In 2005, former President Mbeki committed his government to an economic growth target of 6 per cent, but only after 2010. For the interim five years a more modest target of 4.5 per cent was envisaged.
These targets were achievable, and even more, depending on the policies government adopted regarding all facets of the SA economy.
Given the current parlous state of the economy, it is almost ludicrous to be talking about such a level of economic growth. And, yet, some African countries are achieving even higher rates.
World Bank GDP figures for African countries that had better average percentage growth rates than South Africa’s 2.9 for the period 2000 to 2017 were:
- Botswana – 4.6
- Kenya – 5.0
- Mauritius – 4.2
- Namibia – 4.8
- Rwanda – 7.8
- Tanzania – 6.7
- Uganda – 6.7
- Zambia – 6.9
Significantly, all those countries have higher economic freedom rankings than South Africa as reported in the Economic Freedom of the World Report.
The Mauritian approach
There is no point in wallowing in misery. There is even less reason to adopt policies that make matters worse.
A much better approach would be to set targets to bring about greater (real) economic freedom and outcomes and stick to them as Mauritius did. Mauritius took sensible decisions based on consultation with all important interest groups. When they achieved democracy, the majority did not take the sugar plantations away from the small French minority. They helped them to achieve sugar agreements with France, and later the EU, which resulted in the sugar producers receiving above world prices for their sugar with positive consequences for the economy. Export processing benefits were introduced to attract manufacturing.
The process of economic reform was further accelerated in 2006 when the government set out to take the country into the top ten on the Ease of Doing Business rankings. In a landmark budget speech, the Minister of Finance announced that the income tax rate would be reduced from 25% to 15% over 4 years and policies were set up to make the country an attractive destination for foreign investors, skilled workers and wealthy foreign nationals who wished to establish homes in the country. The country’s world economic freedom ranking improved from 27th in 2005 to 7th in 2010, where it has remained.
Mauritius has shown what can be done through sensible policies, toleration and removal of uncertainty.
The right mix
A sound currency, balanced budget, low taxes, low government consumption spending, free trade, a sound and respected legal system, low crime rates, strong property rights, freedom of contract (including between employee and employer), and low levels of business and market regulation, are all necessary ingredients of an entrepreneur-friendly economy.
An economy with these attributes grows rapidly and is generally economically free, enjoying all the benefits of such freedoms.
Research shows that economically free countries enjoy high growth, high per capita incomes and greater life expectancy. The poorest citizens of the freest 20 per cent of such countries have incomes that exceed the average of all but the top 40 per cent.
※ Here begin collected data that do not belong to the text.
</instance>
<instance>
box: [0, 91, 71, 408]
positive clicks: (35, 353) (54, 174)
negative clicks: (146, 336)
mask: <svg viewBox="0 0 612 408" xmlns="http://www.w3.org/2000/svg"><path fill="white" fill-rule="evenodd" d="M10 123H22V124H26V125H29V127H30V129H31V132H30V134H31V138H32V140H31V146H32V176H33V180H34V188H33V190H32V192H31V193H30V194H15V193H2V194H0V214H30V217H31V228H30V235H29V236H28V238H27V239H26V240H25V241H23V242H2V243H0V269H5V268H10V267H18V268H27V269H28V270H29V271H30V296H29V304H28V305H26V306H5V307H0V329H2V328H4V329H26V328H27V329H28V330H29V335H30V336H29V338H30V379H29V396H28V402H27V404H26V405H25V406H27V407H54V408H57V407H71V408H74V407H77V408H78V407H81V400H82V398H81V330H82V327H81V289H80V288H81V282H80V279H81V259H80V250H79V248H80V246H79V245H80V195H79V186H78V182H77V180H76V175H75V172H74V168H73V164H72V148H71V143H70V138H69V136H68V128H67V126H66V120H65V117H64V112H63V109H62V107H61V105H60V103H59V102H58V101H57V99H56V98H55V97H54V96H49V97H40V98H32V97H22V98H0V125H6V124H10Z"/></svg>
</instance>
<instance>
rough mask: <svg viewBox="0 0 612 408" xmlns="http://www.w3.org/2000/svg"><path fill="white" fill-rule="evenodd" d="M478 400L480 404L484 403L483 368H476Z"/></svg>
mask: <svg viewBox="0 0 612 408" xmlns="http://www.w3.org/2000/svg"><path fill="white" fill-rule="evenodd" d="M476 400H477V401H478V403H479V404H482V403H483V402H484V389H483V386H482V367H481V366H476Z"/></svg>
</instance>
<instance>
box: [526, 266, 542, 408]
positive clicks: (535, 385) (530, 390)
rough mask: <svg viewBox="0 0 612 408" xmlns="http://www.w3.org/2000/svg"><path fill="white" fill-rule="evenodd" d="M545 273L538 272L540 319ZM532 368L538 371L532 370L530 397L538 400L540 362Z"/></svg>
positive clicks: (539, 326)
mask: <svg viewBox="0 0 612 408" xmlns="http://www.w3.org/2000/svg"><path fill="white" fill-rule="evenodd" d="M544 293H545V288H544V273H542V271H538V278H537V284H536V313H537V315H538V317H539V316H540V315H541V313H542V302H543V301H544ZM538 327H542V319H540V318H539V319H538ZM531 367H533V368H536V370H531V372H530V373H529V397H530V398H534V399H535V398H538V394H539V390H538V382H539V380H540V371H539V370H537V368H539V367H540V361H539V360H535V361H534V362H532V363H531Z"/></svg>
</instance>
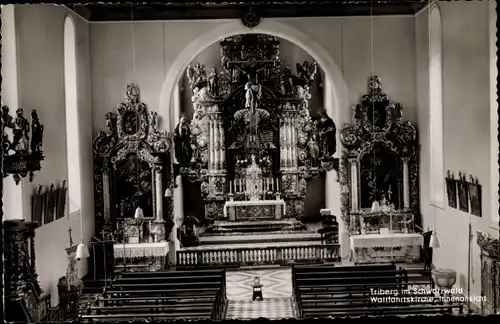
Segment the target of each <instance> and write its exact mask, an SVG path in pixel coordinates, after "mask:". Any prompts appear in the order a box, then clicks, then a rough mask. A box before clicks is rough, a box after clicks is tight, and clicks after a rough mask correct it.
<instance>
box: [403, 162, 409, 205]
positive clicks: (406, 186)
mask: <svg viewBox="0 0 500 324" xmlns="http://www.w3.org/2000/svg"><path fill="white" fill-rule="evenodd" d="M409 161H410V158H408V157H404V158H403V208H404V209H408V208H410V174H409V171H408V170H409V169H408V162H409Z"/></svg>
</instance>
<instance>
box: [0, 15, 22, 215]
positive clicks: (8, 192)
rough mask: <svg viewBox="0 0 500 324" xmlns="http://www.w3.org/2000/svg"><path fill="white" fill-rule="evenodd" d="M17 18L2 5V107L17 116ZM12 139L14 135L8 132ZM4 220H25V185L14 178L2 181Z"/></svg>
mask: <svg viewBox="0 0 500 324" xmlns="http://www.w3.org/2000/svg"><path fill="white" fill-rule="evenodd" d="M15 26H16V18H15V6H14V5H2V71H1V72H2V105H7V106H9V108H10V111H9V113H10V114H11V115H12V116H15V113H16V112H15V111H16V109H17V108H18V107H19V93H18V75H17V48H16V28H15ZM8 136H9V138H10V139H12V133H11V132H8ZM2 181H3V196H2V200H3V204H4V207H3V208H4V219H5V220H11V219H23V206H24V204H23V192H22V190H23V183H22V182H21V183H20V184H19V185H16V184H15V182H14V179H13V178H12V176H8V177H5V178H3V179H2Z"/></svg>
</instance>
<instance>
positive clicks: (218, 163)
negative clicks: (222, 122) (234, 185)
mask: <svg viewBox="0 0 500 324" xmlns="http://www.w3.org/2000/svg"><path fill="white" fill-rule="evenodd" d="M218 117H219V116H217V115H214V121H213V131H214V169H215V170H219V169H220V154H219V151H220V138H219V135H220V134H219V118H218Z"/></svg>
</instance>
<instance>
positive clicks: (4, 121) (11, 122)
mask: <svg viewBox="0 0 500 324" xmlns="http://www.w3.org/2000/svg"><path fill="white" fill-rule="evenodd" d="M13 119H14V117H12V116H11V115H10V114H9V107H8V106H2V121H3V125H4V126H7V127H10V128H14V123H13V122H12V120H13Z"/></svg>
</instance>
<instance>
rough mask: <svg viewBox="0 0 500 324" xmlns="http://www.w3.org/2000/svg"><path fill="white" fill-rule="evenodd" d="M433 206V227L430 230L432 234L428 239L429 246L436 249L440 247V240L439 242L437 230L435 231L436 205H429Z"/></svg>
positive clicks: (433, 248)
mask: <svg viewBox="0 0 500 324" xmlns="http://www.w3.org/2000/svg"><path fill="white" fill-rule="evenodd" d="M431 206H432V207H433V208H434V228H433V230H432V235H431V239H430V241H429V246H430V247H431V248H433V249H438V248H440V247H441V245H442V242H441V237H440V236H439V234H438V232H437V231H436V206H434V205H431Z"/></svg>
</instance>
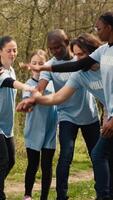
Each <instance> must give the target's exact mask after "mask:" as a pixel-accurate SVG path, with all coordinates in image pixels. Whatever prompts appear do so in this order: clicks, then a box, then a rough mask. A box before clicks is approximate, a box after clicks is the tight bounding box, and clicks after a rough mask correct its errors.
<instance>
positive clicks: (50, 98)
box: [16, 86, 75, 112]
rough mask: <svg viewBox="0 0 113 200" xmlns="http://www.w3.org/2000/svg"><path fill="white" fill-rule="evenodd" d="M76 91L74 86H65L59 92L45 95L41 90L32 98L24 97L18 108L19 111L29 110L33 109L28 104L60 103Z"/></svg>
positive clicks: (54, 104) (65, 99) (58, 91)
mask: <svg viewBox="0 0 113 200" xmlns="http://www.w3.org/2000/svg"><path fill="white" fill-rule="evenodd" d="M74 92H75V89H74V88H71V87H67V86H64V87H63V88H61V89H60V90H59V91H58V92H56V93H53V94H50V95H44V96H42V94H41V93H40V92H36V94H34V96H31V97H30V98H27V99H24V100H23V101H21V102H20V103H18V105H17V107H16V110H17V111H18V112H22V111H24V112H29V111H31V109H30V108H29V107H27V105H28V104H31V105H32V104H41V105H58V104H60V103H62V102H64V101H66V100H67V99H69V97H71V96H72V95H73V93H74Z"/></svg>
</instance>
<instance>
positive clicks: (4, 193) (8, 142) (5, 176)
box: [0, 134, 15, 200]
mask: <svg viewBox="0 0 113 200" xmlns="http://www.w3.org/2000/svg"><path fill="white" fill-rule="evenodd" d="M13 144H14V143H13V138H5V136H4V135H3V134H0V200H5V199H6V196H5V193H4V181H5V178H6V176H7V175H8V173H9V171H10V169H11V168H12V166H13V164H14V155H15V153H14V145H13Z"/></svg>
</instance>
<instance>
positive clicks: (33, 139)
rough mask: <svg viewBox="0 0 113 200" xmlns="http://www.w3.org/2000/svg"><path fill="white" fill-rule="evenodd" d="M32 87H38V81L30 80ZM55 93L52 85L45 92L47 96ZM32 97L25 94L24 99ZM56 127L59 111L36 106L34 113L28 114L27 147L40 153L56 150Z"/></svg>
mask: <svg viewBox="0 0 113 200" xmlns="http://www.w3.org/2000/svg"><path fill="white" fill-rule="evenodd" d="M26 83H27V84H28V85H30V86H33V87H35V86H37V84H38V83H37V81H36V80H34V79H32V78H31V79H29V80H28V81H27V82H26ZM51 91H53V88H52V86H51V85H49V86H48V87H47V89H46V90H45V94H50V93H51ZM30 96H31V93H30V92H24V93H23V98H28V97H30ZM56 127H57V111H56V107H55V106H43V105H38V104H37V105H35V106H34V107H33V111H32V112H30V113H27V114H26V120H25V129H24V137H25V145H26V147H27V148H31V149H34V150H37V151H40V150H41V149H42V148H49V149H55V147H56Z"/></svg>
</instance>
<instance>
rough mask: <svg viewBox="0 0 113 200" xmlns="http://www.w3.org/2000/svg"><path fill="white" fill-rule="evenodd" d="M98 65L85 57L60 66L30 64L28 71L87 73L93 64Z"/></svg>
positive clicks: (66, 63) (57, 65)
mask: <svg viewBox="0 0 113 200" xmlns="http://www.w3.org/2000/svg"><path fill="white" fill-rule="evenodd" d="M96 63H98V62H97V61H95V60H94V59H93V58H91V57H89V56H88V57H86V58H83V59H81V60H78V61H73V62H65V63H62V64H56V65H51V66H47V65H31V64H30V67H29V68H30V69H32V70H35V71H37V72H40V71H52V72H60V73H63V72H75V71H79V70H81V69H82V70H84V71H87V70H89V69H90V68H91V67H92V66H93V65H94V64H96Z"/></svg>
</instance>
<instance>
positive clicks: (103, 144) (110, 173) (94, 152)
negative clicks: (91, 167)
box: [91, 136, 113, 198]
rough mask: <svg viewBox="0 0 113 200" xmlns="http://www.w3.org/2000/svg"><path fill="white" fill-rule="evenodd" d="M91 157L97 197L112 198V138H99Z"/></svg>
mask: <svg viewBox="0 0 113 200" xmlns="http://www.w3.org/2000/svg"><path fill="white" fill-rule="evenodd" d="M91 156H92V162H93V168H94V175H95V189H96V192H97V197H99V198H105V197H112V198H113V137H111V138H105V137H102V136H100V138H99V140H98V142H97V144H96V145H95V147H94V149H93V151H92V154H91Z"/></svg>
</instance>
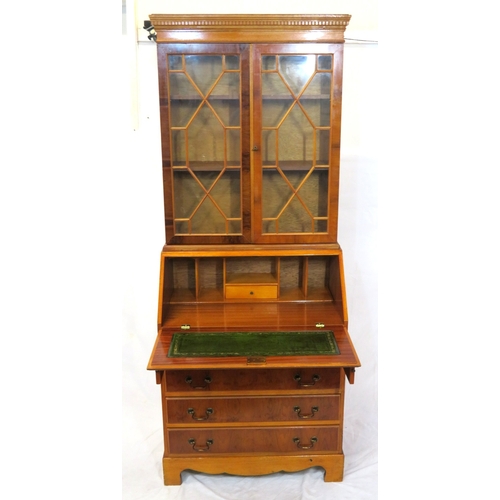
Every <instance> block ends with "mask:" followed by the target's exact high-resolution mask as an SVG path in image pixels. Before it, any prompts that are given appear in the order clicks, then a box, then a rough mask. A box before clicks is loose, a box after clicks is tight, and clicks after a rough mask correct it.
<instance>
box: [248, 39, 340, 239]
mask: <svg viewBox="0 0 500 500" xmlns="http://www.w3.org/2000/svg"><path fill="white" fill-rule="evenodd" d="M342 56H343V44H287V45H255V46H254V47H253V53H252V62H253V90H254V102H253V106H254V108H253V113H252V116H253V119H254V125H253V136H252V150H253V167H254V169H255V205H254V224H255V226H254V229H255V241H256V242H257V243H304V242H306V243H313V242H335V241H336V239H337V234H336V231H337V229H336V228H337V206H338V179H339V156H340V112H341V88H342Z"/></svg>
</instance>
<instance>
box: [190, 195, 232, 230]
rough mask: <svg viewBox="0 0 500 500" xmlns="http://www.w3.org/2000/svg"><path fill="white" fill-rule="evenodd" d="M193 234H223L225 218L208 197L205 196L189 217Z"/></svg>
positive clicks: (216, 207) (209, 198)
mask: <svg viewBox="0 0 500 500" xmlns="http://www.w3.org/2000/svg"><path fill="white" fill-rule="evenodd" d="M191 225H192V227H191V232H192V233H193V234H224V233H226V219H225V218H224V216H223V215H222V214H221V213H220V211H219V210H218V209H217V206H216V205H215V204H214V202H213V201H212V200H211V199H210V198H208V197H207V198H205V199H204V200H203V203H202V204H201V205H200V207H199V208H198V210H197V211H196V213H195V214H194V215H193V217H192V219H191Z"/></svg>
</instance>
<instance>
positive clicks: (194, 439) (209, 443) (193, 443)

High adult literacy, low infant mortality, less corruption, greater political rights and civil liberties and greater human development are to be found in the freest countries.
Surely everyone will find the consequences of economic freedom so worthwhile that they will be in favour of having the SA government pursue ever greater levels of freedom, especially when one of those benefits happens to be higher economic growth.
The right environment
SA needs an economic environment that provides entrepreneurs, including small firms, with the stability and certainty in which investment, risk-taking and economic calculation can be made with an acceptable degree of certainty.
That means they must not be subjected to unnecessary legislative and regulatory shocks.
Disturbingly, the essential role performed by entrepreneurs appears to receive very little attention in the government’s economic growth plans. Many pieces of legislation are adopted that cannot fail to hamper development of new and existing firms. High growth will not be achieved if this trend continues.
Substantial areas of economic activity are dominated by government-owned industries, protected from competition by laws and regulations preventing or limiting entry by competitors. Such monopoly state industries prevent the entry of more efficient firms into the industry, retard growth of the industry, and condemn consumers to poor service and excessive prices. When the industry concerned is part of the commanding heights of the economy, the rippling damage to the economy can be incalculable.
What growth rate is required?
South Africa could do with an economic growth rate that doubles GDP every ten years to rapidly eliminate poverty.
That means 7.2 per cent per annum, the rate maintained by South Korea for two decades. Extremely high growth rates for lengthy periods can be achieved, but only if government creates an environment in which firms, from the smallest to the largest, have the freedom to innovate and grow. A key to South Korea’s success was that government expenditure, at all levels of government, remained at 20 per cent or less of GDP throughout its high-growth period.
What is possible?
All the indications are that SA could achieve that elusive 6 per cent growth rate by pursuing policies that would make SA a great deal freer than it is now.
In 2010, SA had the 46th freest economy in the world. By 2015, it had dropped to 95th on the economic freedom rankings. The consequences have been tragically visible and costly, especially in the number of the unemployed – an appalling 9.46 million according to Stats SA.
The fundamental cure: Economic growth created by a vibrant and unhampered private sector. If government policies all start moving in the right direction and stop sending out mixed signals to investors and potential investors, there are great possibilities for explosive economic growth.